I vaguely remember reading somewhere that a sheaf on a topological space is locally constant if and only if there is an etale map (i.e. a local homeomorphism) such that the inverse image by the etale map is a constant sheaf.
In other words,
Conjecture: A sheaf $\mathscr{L}$ on a space $X$ is locally constant if and only if there is an etale map $p: E \to X$ and a constant sheaf $L$ on $E$ such that $p^{-1} \mathscr{L} \cong L$.
I might be remembering it wrong; it might be that $\mathscr{L}$ is locally constant if and only if for any covering map (locally trivial etale map) $p: E \to X$ that $p^{-1} \mathscr{L}$ is a constant sheaf.
Anyway, if this statement is correct, does anyone happen to know of a reference for it?
This is true, but this is in fact an obvious statement.
If you require only that $p$ is a local homeomorphism, then $p:\coprod U_i\rightarrow X$ works (where the $U_i$ is an open covering which trivializes $\mathcal{L}$).
If you want that $p$ is a covering map, you need some condition on $X$, namely that $X$ has a universal cover. Then $p:\tilde{X}\rightarrow X$ works (every locally constant sheaf on a simply connected space is constant).
Of course, you cannot replace "there exist" by "for all" as you seem to suggest.
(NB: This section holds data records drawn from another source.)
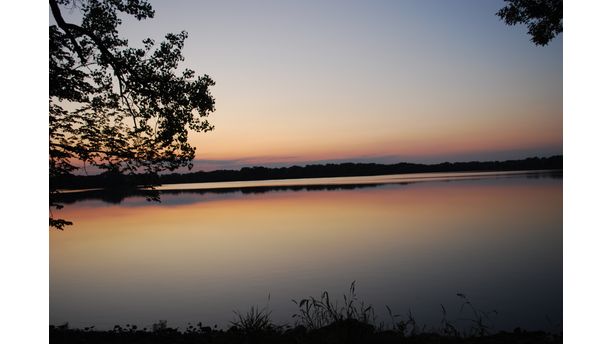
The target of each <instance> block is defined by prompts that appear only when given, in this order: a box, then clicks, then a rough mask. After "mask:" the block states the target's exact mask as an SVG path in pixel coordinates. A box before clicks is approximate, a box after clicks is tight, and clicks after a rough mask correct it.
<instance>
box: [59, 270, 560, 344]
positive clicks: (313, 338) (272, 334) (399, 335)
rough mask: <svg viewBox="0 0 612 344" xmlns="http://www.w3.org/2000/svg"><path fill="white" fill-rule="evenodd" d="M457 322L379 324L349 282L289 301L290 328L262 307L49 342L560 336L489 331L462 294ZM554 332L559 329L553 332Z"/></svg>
mask: <svg viewBox="0 0 612 344" xmlns="http://www.w3.org/2000/svg"><path fill="white" fill-rule="evenodd" d="M457 296H458V297H460V298H461V299H462V300H463V305H462V306H461V309H460V313H459V314H458V316H457V318H455V319H450V317H449V314H448V313H447V311H446V309H445V308H444V306H442V307H441V309H442V314H441V315H442V320H441V322H440V323H439V324H436V325H435V326H430V325H421V324H419V323H418V322H417V321H416V320H415V318H414V317H413V316H412V314H411V313H409V314H408V315H406V316H403V317H402V316H400V315H395V314H394V313H393V312H392V311H391V309H390V308H389V307H387V311H388V316H387V319H388V320H387V322H386V323H385V322H381V321H379V320H377V319H378V317H377V316H376V314H375V313H374V309H373V308H372V306H371V305H368V304H366V303H365V302H364V301H362V300H360V299H359V298H357V295H356V293H355V282H353V283H352V284H351V287H350V289H349V293H347V294H345V295H344V296H343V298H342V301H337V300H332V299H330V297H329V294H328V293H327V292H323V293H322V294H321V296H320V297H309V298H306V299H302V300H300V301H295V300H293V303H295V305H296V306H297V308H298V311H297V312H296V313H295V314H294V315H293V319H294V320H295V325H293V326H289V325H277V324H274V323H273V322H272V320H271V317H270V315H271V312H270V311H269V310H268V308H267V307H264V308H259V307H251V308H250V309H249V311H247V312H244V313H240V312H236V313H235V314H236V317H235V319H234V321H232V322H231V326H230V327H229V329H227V330H222V329H218V328H217V327H216V325H215V328H211V327H208V326H204V325H202V324H201V323H198V324H197V325H192V324H189V325H188V327H187V328H186V329H185V330H184V331H181V330H179V329H177V328H172V327H168V326H167V322H165V321H159V322H158V323H156V324H153V325H152V326H151V327H150V328H143V329H139V328H138V327H137V326H135V325H129V324H128V325H125V326H120V325H117V326H115V327H114V328H113V329H112V330H108V331H98V330H95V329H94V328H93V327H89V328H84V329H71V328H69V326H68V325H67V324H66V325H62V326H50V331H49V337H50V343H66V344H69V343H93V344H96V343H221V344H222V343H329V344H333V343H383V344H384V343H482V344H486V343H524V344H528V343H534V344H535V343H562V342H563V336H562V334H560V333H548V332H544V331H524V330H522V329H520V328H516V329H515V330H514V331H512V332H504V331H494V330H493V326H492V320H493V319H492V318H491V317H493V316H495V315H496V314H497V312H496V311H483V310H481V309H479V308H477V307H476V306H475V305H474V304H473V303H472V302H471V301H470V300H469V299H468V297H467V296H466V295H465V294H460V293H459V294H457ZM559 330H560V328H559Z"/></svg>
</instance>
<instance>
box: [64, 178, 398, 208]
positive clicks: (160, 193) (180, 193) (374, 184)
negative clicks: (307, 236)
mask: <svg viewBox="0 0 612 344" xmlns="http://www.w3.org/2000/svg"><path fill="white" fill-rule="evenodd" d="M395 184H408V183H406V182H404V183H395ZM382 185H385V183H369V184H327V185H279V186H251V187H233V188H217V189H183V190H151V189H130V190H119V189H117V190H115V189H100V190H88V191H78V192H66V193H61V194H59V195H57V198H58V201H59V202H61V203H63V204H72V203H76V202H80V201H87V200H99V201H103V202H106V203H112V204H119V203H121V202H123V201H124V200H125V199H126V198H128V197H144V198H146V199H148V200H150V201H159V200H160V199H161V196H162V195H189V194H192V195H219V194H233V193H242V194H245V195H247V194H263V193H266V192H271V191H333V190H353V189H364V188H373V187H377V186H382Z"/></svg>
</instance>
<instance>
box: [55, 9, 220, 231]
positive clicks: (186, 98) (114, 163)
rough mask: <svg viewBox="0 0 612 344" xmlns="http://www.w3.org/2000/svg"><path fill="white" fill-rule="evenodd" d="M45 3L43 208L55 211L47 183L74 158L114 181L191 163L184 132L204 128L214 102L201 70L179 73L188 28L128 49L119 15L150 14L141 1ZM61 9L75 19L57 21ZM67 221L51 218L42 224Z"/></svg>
mask: <svg viewBox="0 0 612 344" xmlns="http://www.w3.org/2000/svg"><path fill="white" fill-rule="evenodd" d="M49 6H50V9H51V13H52V15H53V18H54V21H55V23H54V24H53V25H50V26H49V176H50V190H49V191H50V193H49V196H50V207H51V208H53V207H55V208H59V207H61V204H60V203H58V202H57V201H56V200H55V196H56V192H57V187H58V186H57V184H55V181H56V180H58V178H62V177H65V176H68V175H70V174H71V173H73V172H74V171H75V170H76V169H77V166H76V163H77V162H79V161H80V162H81V163H83V165H84V166H85V165H91V166H95V167H97V168H99V169H102V170H104V171H106V172H107V173H108V174H109V176H114V178H115V179H116V180H119V179H120V178H119V176H120V175H125V174H137V173H145V174H152V175H155V174H157V173H158V172H160V171H166V170H169V171H172V170H175V169H177V168H179V167H185V166H186V167H189V168H191V166H192V165H191V161H192V160H193V158H194V156H195V148H194V147H192V146H191V145H189V143H188V141H187V136H188V135H187V133H188V130H193V131H196V132H201V131H204V132H206V131H209V130H212V129H213V127H212V126H211V125H210V124H209V122H208V121H207V120H206V117H207V116H208V115H209V114H210V113H211V112H213V111H214V104H215V102H214V99H213V97H212V96H211V94H210V92H209V88H210V87H211V86H213V85H214V81H213V80H212V79H211V78H210V77H209V76H208V75H204V76H198V77H196V75H195V72H194V71H193V70H189V69H185V70H183V71H178V65H179V63H180V62H181V61H183V55H182V53H181V50H182V48H183V45H184V42H185V39H186V38H187V33H186V32H184V31H183V32H180V33H178V34H172V33H170V34H167V35H166V37H165V40H164V41H162V42H161V43H159V44H157V45H156V44H155V42H154V41H153V40H151V39H145V40H144V41H143V42H142V44H141V46H140V47H132V46H129V45H128V41H127V40H126V39H122V38H121V37H120V36H119V33H118V27H119V25H120V24H121V19H120V18H119V17H120V15H130V16H133V17H135V18H136V19H138V20H142V19H146V18H152V17H153V15H154V11H153V9H152V8H151V5H150V4H149V3H147V1H145V0H81V1H73V0H50V1H49ZM66 11H70V12H71V13H77V15H78V16H79V17H80V20H81V23H80V24H74V23H70V22H68V21H66V19H65V18H64V16H63V12H66ZM67 224H70V223H69V222H68V221H64V220H58V219H53V216H52V214H51V216H50V221H49V225H50V226H52V227H56V228H62V227H63V226H64V225H67Z"/></svg>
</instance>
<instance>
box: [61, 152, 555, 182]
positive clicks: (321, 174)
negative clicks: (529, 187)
mask: <svg viewBox="0 0 612 344" xmlns="http://www.w3.org/2000/svg"><path fill="white" fill-rule="evenodd" d="M556 169H563V156H561V155H556V156H551V157H548V158H537V157H534V158H527V159H522V160H506V161H484V162H481V161H470V162H453V163H451V162H443V163H439V164H414V163H406V162H402V163H397V164H375V163H341V164H317V165H306V166H291V167H274V168H271V167H262V166H255V167H244V168H242V169H240V170H216V171H211V172H204V171H199V172H192V173H182V174H181V173H172V174H162V175H155V174H135V175H125V174H121V173H113V172H111V171H108V172H104V173H102V174H98V175H92V176H74V175H73V176H69V175H64V176H59V177H57V178H56V179H55V180H54V181H53V182H54V183H55V185H57V187H58V188H60V189H90V188H104V189H124V190H125V189H130V188H137V187H139V186H141V185H161V184H177V183H204V182H230V181H247V180H268V179H297V178H325V177H355V176H375V175H387V174H404V173H426V172H469V171H518V170H556Z"/></svg>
Conversely, if there exist a local homeomorphism $p:Y\rightarrow X$ (for example a covering map), then $Y$ is covered by open subset $V_i$ such that $p:V_i\overset{\sim}\rightarrow U_i$ is an homeomorphism. Thus, $\mathcal{L}$ is constant on the $U_i$'s (because its inverse images on the $V_i$'s are constant) so $\mathcal{L}$ is locally constant.